If you see what I mean.
Posts: 40
Threads: 9
Joined: Jan 2013
yes and no.... make them run on sentences instead of a thought that ends and is picked up again?
"Life is a dream for the wise, a game for the fool, a comedy for the rich, a tragedy for the poor."-Sholom Aleichem
All of the sentences don't have to run-on from line to line.
It's just that you can make it feel like what you're saying is being expressed naturally, and not being dictated by the form you're writing in. That way, the form and the subject seem to go naturally together. So neither is forcing the other.
Posts: 40
Threads: 9
Joined: Jan 2013
(01-23-2013, 10:06 PM)rowens Wrote: All of the sentences don't have to run-on from line to line.

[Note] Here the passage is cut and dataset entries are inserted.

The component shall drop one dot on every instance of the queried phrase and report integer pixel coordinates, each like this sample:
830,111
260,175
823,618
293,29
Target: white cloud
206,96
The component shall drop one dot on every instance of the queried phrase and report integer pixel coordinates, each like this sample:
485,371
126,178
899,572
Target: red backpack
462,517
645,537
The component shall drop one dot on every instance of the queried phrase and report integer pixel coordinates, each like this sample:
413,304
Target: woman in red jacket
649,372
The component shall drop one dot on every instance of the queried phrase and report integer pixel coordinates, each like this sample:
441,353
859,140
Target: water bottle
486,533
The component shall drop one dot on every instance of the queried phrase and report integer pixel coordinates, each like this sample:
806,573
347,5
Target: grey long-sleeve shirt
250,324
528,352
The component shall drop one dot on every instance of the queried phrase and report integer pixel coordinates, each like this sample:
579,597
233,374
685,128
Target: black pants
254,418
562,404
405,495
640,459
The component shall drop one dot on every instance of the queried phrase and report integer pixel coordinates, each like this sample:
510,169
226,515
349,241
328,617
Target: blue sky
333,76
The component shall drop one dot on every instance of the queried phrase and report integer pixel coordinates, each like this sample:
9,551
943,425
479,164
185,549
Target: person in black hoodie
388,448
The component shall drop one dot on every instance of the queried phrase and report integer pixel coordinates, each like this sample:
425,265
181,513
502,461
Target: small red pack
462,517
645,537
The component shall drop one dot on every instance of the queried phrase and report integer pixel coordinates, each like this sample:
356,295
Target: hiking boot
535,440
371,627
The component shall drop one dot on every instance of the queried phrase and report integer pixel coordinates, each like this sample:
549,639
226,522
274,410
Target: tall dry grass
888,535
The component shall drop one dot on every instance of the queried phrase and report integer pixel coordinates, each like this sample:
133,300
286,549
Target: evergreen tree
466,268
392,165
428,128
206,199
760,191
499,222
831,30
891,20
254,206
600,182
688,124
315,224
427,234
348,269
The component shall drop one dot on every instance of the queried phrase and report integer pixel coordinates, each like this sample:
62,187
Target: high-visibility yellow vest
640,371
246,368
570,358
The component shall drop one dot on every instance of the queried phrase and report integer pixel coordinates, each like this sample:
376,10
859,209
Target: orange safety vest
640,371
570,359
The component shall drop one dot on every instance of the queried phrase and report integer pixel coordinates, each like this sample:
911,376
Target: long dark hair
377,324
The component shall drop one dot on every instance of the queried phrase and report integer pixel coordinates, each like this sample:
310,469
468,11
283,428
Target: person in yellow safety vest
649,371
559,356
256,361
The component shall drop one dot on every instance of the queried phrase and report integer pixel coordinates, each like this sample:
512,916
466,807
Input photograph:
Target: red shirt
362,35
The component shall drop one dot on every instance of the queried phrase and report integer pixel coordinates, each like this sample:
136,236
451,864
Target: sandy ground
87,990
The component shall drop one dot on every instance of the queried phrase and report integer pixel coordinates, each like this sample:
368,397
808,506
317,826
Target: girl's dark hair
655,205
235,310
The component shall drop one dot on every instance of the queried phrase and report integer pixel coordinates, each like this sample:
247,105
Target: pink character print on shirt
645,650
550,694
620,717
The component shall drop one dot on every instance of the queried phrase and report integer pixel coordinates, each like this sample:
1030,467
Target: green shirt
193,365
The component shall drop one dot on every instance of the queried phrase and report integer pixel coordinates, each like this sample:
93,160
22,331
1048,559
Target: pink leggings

It's just that you can make it feel like what you're saying is being expressed naturally, and not being dictated by the form you're writing in. That way, the form and the subject seem to go naturally together. So neither is forcing the other.
alright, all that is noted, what did you think about the content though? was it too cryptic?
"Life is a dream for the wise, a game for the fool, a comedy for the rich, a tragedy for the poor."-Sholom Aleichem
I think the content would be more clear and more effective if it wasn't being dictated so heavily by the form. Once you get a good balance, it should start to come together better.
And I don't mind if things are cryptic, myself.